海洋汚染に関しては、英国のセラフィールドから1970-80年代に垂れ流された放射能汚染を参考にするのが、今後の福島沖の汚染と向き合う最も良い資料になるかと思われます。

http://www-pub.iaea.org/MTCD/publications/PDF/TE_1429_web.pdf
↑世界の海洋汚染に関してのIAEA資料

http://homepage.eircom.net/~radphys/scope.pdf
↑セラフィールド海洋汚染の研究資料

セシウム137のみで比較すると、放出された量は42PBqで文中にある2号機由来の4700兆ベクレルの役8倍といった所でしょうか。ストロンチウム90(6PBq)やプルトニウム241(22PBq)など他の核種も凄まじいもので、しかも福島のように開けた太平洋という訳ではなく、アイリッシュ海は英国とアイルランドに挟まれた海水の滞留しやすい湾構造ですので、非常に長期間に渡って汚染水が滞留しました。

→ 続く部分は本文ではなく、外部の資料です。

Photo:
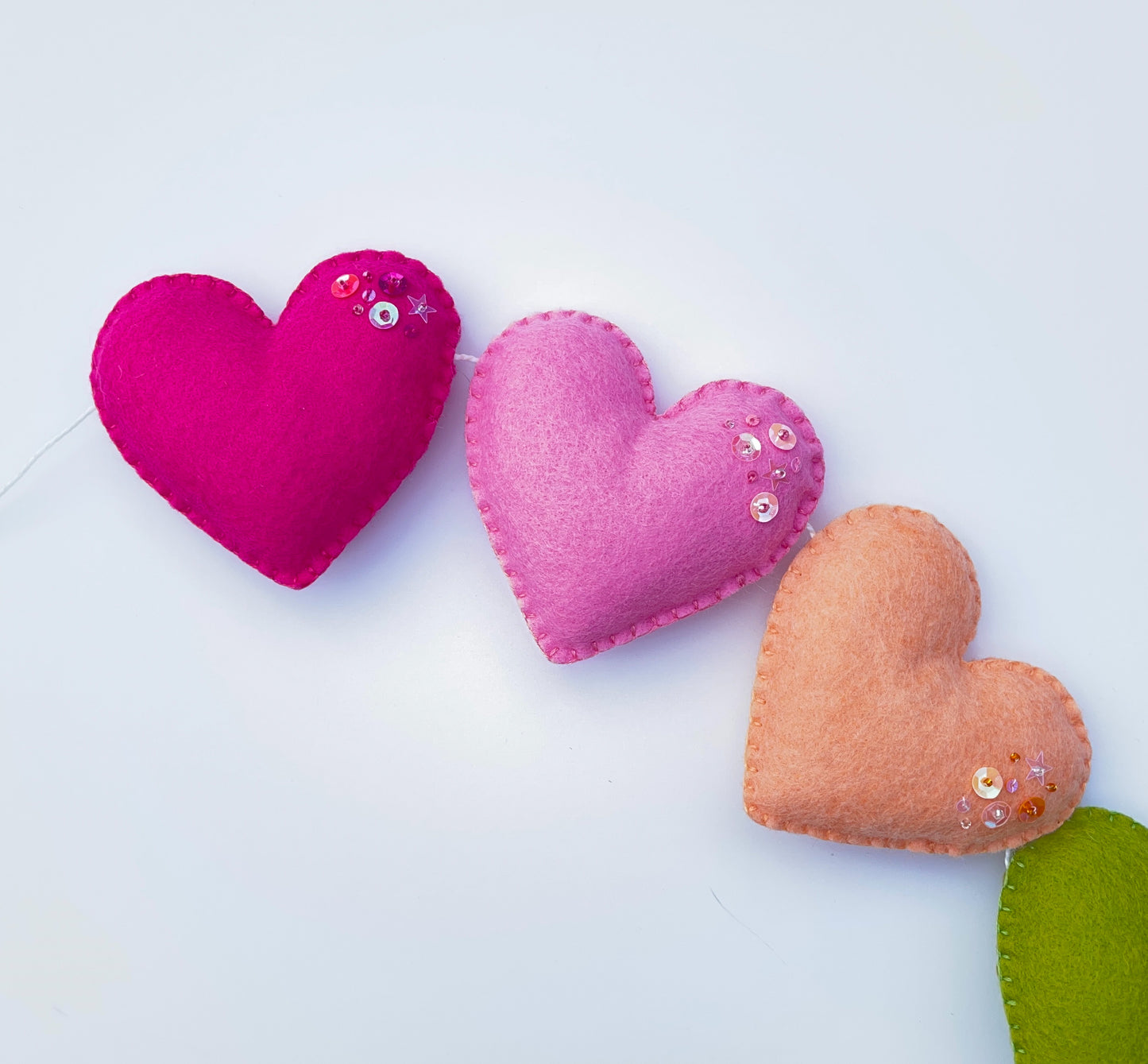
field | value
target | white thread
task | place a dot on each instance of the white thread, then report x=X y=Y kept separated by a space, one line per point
x=44 y=450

80年初等のアイリッシュ海「全体」のCs137の汚染濃度は現在の福島原発沖とほぼ同じレベルにまで達し、取れる魚もセラフィールド沖は平均で1000Bq/kgに達したとのことです。86年に放出をやめたことで、この値は下がりましたが、現在でも10Bq/kgの魚が捕れるということです。当時はこれらの魚に関して規制を設けなかった為、その地域で日常的に魚を摂取していた漁村住民は年間3mSvほどの被曝をしていたと推定されています。これは10万Bq/bodyほどのセシウム137の蓄積によるものかと。

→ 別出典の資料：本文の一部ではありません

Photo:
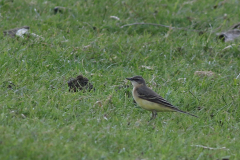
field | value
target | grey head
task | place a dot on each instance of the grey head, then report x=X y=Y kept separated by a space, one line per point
x=137 y=80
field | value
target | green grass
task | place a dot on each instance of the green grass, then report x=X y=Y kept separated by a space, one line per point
x=41 y=119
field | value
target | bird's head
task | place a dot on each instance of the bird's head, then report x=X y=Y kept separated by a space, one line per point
x=137 y=80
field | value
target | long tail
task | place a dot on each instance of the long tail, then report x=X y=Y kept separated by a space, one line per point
x=187 y=113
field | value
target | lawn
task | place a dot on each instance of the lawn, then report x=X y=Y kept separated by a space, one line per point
x=41 y=119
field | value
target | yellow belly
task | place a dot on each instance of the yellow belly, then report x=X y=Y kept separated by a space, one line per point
x=152 y=106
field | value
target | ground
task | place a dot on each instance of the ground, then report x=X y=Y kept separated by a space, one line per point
x=41 y=119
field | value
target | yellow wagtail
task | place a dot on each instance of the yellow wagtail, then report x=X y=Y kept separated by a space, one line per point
x=150 y=100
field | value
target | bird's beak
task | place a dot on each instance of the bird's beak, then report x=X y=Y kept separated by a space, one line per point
x=130 y=79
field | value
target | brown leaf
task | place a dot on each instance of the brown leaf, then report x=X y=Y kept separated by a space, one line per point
x=229 y=35
x=12 y=32
x=204 y=73
x=79 y=83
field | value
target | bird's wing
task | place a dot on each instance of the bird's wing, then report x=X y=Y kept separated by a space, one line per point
x=147 y=94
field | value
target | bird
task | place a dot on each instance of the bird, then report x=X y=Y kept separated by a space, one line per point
x=150 y=100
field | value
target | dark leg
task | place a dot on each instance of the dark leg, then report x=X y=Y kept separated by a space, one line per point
x=154 y=114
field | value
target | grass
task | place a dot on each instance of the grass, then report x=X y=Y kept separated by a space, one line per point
x=40 y=119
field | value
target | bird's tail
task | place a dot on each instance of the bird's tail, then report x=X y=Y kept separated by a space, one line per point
x=187 y=113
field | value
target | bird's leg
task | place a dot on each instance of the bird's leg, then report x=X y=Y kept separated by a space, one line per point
x=154 y=114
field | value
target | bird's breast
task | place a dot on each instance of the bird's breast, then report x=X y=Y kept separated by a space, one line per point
x=148 y=105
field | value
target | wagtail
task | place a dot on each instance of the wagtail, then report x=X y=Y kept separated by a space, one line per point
x=149 y=100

以上資料を読む限りにおいては、現在の福島沖における漁の規制を完全に解除したとしても、英国における70~80年代以上の被害は出ないということかと思われます。英国国民がセラフィールドにおける海洋汚染で一体どれほどの健康被害を被ったかは全くわかりませんし、もしかしたら統計を調べれば疑いのある兆候というものを見つけることができるかもしれませんが、、少なくともチェルノブイリにおける甲状腺癌の増加などのような明確なエビデンスは見えなかったものと考えて良いのかと思います。